Apollo, in its current iteration, is designed to do warehouse work such as finding a specific box, picking it up and taking it to its next destination. That sounds easy for a human, but it involves a complicated set of physical movements that must account for all the potential moving objects around Apollo (including people) that must safely be navigated.
But moving boxes is just the first step for a humanoid robot. NASA and Apptronik’s plans are more ambitious. On Earth and outside of warehouses, robots such as Apollo could be software-updated to do things such as deliver medicines or perform cleaning tasks in assisted-care facilities.
In space, where Cardenas hopes Apollo will someday go, a robot could take on dangerous tasks that would typically require a human such as exploring caves and tunnels on the moon and on Mars. NASA has said that general-purpose robots with modular parts and software that can adapt to a variety of tasks would be ideal to work alongside humans in space. Such robots could make space travel and colonization safer for astronauts and allow their human co-workers to focus on science and exploration.

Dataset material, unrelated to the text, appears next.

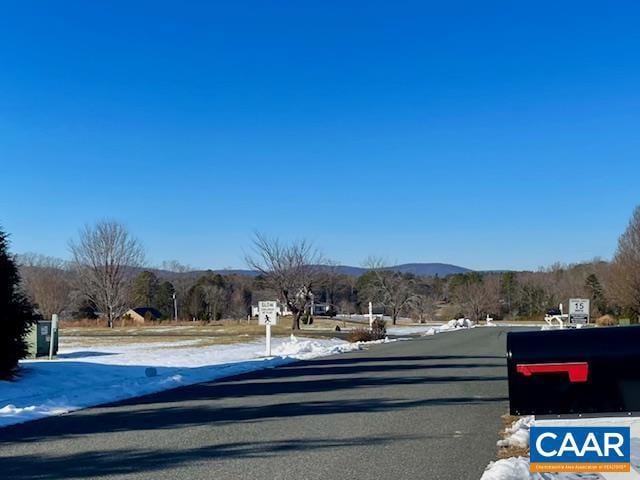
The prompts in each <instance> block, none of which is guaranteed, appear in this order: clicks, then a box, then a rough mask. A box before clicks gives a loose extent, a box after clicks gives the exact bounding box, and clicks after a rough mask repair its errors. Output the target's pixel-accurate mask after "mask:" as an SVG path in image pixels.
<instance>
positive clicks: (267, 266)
mask: <svg viewBox="0 0 640 480" xmlns="http://www.w3.org/2000/svg"><path fill="white" fill-rule="evenodd" d="M253 250H254V252H253V255H248V256H247V257H246V262H247V265H249V268H252V269H254V270H257V271H258V272H260V274H261V275H263V276H264V279H265V284H266V286H267V287H269V288H271V289H273V290H274V291H275V292H276V293H277V295H278V296H279V297H280V298H279V300H280V301H281V302H282V303H284V304H285V305H286V306H287V307H288V308H289V310H290V311H291V313H292V314H293V320H292V323H291V329H292V330H299V329H300V318H301V317H302V315H303V314H304V313H305V312H306V311H307V310H308V309H309V307H310V304H311V294H312V288H313V286H314V285H315V284H316V283H318V282H319V281H320V279H321V269H320V268H319V264H320V263H322V257H321V255H320V254H319V253H318V251H317V250H316V249H315V248H314V247H313V245H312V244H311V243H309V242H308V241H306V240H298V241H294V242H292V243H290V244H285V243H282V242H281V241H280V240H278V239H271V238H268V237H266V236H265V235H262V234H260V233H256V234H255V236H254V238H253Z"/></svg>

In addition to NASA, Apptronik has announced a partnership with a Texas manufacturer, Terex Corp., but has been tight-lipped about other companies that will be using its robots. Cardenas says Apptronik will be announcing sales to large retailers, logistics players, and manufacturers this year.
For now, Apptronik’s flagship robot Apollo is helping to alleviate labor shortages by working in warehouses and manufacturing. But Cardenas says, as they evolve, AI-driven robots may help elderly people live longer in their homes and give the rest of us more time to pursue our passions or be with family.
His own passions include being outdoors and spending time with his wife and his 7-year-old son, whose development has helped him better understand the immense complexity of humans as they grow. “It’s pretty much robots and family these days,” Cardenas says.
Cardenas has heard the concerns about robots; people worry they’ll become too powerful and that, as with AI, humans might be sealing their own doom by giving robots too much control. Cardenas says it’s something his staff discusses constantly. He says he’d rather work to keep the technology on track ethically, and make sure it’s used for good, than to sit on the sidelines as it inevitably moves forward.
His time at UT and at McCombs, Cardenas says, helped guide the future of Apptronik. “We always say ‘What starts here changes the world.’ That really planted a seed in our brains, and we try to carry that banner forward.
“We use everything we’ve learned to change the world.”